Presseschau Ulrich Matthes: Existenz und Anwendung
Zu #31: Ich schließe mich #30 an. Sie können weder je einen Satz von Flassbeck gehört oder gelesen, noch einen Blick in die NachDenkSeiten geworfen haben. Und: niemand "leugnet" das in Kraft befindliche Grundgesetz. Es ist nur naiv, zu glauben, weil es existiert, fände es auch Anwendung. Artikel 14 Absatz 2 des Grundgesetzes lautet: „Eigentum verpflichtet. Sein Gebrauch soll zugleich dem Wohle der Allgemeinheit dienen.“ Weder in sozialer, noch wirtschaftlicher, noch ökologischer
Hinsicht findet dieser Grundgesetzartikel Eingang in die politische Praxis.
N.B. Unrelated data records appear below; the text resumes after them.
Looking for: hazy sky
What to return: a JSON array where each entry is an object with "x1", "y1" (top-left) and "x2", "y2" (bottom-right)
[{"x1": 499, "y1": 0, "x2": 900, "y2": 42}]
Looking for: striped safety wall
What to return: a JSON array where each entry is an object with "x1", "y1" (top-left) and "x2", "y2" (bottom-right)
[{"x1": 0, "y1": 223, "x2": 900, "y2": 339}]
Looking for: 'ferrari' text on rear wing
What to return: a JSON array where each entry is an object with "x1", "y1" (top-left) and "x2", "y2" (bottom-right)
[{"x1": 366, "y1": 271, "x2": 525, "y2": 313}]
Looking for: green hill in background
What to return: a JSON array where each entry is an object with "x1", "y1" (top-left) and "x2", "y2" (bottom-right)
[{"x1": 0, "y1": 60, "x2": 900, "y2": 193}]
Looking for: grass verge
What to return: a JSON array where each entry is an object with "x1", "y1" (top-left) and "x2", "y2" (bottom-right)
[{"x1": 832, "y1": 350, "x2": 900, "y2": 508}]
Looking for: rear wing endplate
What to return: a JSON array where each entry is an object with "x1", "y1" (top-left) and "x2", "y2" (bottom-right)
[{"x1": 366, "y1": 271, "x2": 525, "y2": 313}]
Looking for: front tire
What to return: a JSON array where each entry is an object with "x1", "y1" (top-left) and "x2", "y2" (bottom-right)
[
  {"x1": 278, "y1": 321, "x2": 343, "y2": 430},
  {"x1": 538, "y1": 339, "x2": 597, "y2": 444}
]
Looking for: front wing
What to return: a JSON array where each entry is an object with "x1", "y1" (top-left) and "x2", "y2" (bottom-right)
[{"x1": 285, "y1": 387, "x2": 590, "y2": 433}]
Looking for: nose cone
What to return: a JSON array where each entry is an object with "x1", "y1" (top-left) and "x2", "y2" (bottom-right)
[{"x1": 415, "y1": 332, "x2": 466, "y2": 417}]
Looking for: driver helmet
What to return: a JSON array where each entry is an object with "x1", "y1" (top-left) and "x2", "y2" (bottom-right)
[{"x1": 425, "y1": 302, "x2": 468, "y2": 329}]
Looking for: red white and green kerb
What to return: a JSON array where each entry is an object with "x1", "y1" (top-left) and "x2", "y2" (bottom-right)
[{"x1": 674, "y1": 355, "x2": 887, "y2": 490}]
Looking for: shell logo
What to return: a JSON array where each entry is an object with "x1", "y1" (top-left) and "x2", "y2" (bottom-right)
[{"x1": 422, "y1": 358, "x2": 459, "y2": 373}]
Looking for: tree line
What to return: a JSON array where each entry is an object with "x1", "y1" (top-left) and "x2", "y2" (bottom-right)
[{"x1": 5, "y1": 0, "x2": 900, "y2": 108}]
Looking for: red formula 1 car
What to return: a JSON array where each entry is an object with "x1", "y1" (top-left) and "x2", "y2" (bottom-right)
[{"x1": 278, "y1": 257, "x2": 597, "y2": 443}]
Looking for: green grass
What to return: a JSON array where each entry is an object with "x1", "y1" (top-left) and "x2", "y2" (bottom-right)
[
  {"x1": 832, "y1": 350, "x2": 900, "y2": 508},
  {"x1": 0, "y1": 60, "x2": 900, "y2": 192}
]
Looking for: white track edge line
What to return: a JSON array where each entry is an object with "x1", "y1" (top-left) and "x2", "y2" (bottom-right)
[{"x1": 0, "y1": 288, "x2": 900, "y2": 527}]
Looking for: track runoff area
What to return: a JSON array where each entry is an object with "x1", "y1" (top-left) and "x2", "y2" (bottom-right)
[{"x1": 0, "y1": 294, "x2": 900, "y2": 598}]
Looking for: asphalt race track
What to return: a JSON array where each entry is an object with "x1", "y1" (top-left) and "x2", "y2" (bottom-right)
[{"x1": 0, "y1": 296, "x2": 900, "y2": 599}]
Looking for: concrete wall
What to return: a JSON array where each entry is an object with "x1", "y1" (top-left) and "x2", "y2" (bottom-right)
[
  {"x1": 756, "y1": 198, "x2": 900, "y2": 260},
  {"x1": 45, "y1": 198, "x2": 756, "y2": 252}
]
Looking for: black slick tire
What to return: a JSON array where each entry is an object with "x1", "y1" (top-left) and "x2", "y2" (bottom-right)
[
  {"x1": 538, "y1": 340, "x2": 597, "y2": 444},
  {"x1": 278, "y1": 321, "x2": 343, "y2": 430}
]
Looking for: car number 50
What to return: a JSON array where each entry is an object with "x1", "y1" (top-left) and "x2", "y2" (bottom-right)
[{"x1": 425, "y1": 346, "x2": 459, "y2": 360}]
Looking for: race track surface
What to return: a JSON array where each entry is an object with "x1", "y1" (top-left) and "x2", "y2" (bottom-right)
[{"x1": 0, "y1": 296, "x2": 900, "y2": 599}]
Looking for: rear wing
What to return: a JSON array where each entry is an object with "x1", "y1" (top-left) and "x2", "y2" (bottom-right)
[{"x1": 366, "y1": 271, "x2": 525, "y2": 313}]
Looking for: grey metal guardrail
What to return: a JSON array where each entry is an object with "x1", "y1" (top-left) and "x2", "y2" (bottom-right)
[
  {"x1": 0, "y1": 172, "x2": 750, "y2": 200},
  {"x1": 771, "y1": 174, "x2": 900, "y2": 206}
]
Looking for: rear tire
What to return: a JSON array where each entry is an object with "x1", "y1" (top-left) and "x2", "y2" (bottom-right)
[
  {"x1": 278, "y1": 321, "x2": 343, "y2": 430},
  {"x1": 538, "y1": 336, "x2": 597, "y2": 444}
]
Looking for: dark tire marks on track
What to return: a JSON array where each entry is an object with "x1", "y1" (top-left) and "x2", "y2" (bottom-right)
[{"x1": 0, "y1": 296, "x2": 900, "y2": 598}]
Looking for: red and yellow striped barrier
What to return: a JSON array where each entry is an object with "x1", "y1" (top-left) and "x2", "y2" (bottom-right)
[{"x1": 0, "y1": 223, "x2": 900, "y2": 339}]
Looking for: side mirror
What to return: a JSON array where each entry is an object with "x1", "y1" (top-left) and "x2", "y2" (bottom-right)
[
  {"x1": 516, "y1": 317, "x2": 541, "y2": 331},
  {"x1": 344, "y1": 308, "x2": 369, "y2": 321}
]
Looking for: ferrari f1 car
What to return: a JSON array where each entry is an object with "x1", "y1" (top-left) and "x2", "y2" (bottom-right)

Presseschau Ulrich Matthes: wider den Alarmismus
Missstände aufzeigen ist eines. Zur Lösung beitragen etwas anderes. Kritik hat nach meinem Verständnis etwas mit konstruktivem Veränderungswillen zu tun. Den kann ich weder bei Ihnen noch bei vielen anderen erkennen. Sie bringen das Dilemma gut auf den Punkt: Ja, wir partizipieren. Sie finden, wenn wir dabei schön deutlich machen, wie schlimm alles ist, dann tun wir es mit weniger schlechtem Gewissen. Ich finde: Mit dem Finger auf alles zu zeigen, was nicht funktioniert und das große Debakel vorherzusagen, das war schon immer die bequemste Haltung, denn so bleibt man auf jeden Fall auf der sicheren Seite. Wenn sich die Dinge verschlechtern, dann hat man es ja vorausgesagt. Wenn nicht, dann wird es wohl daran gelegen haben, dass man so tapfer gewarnt hat.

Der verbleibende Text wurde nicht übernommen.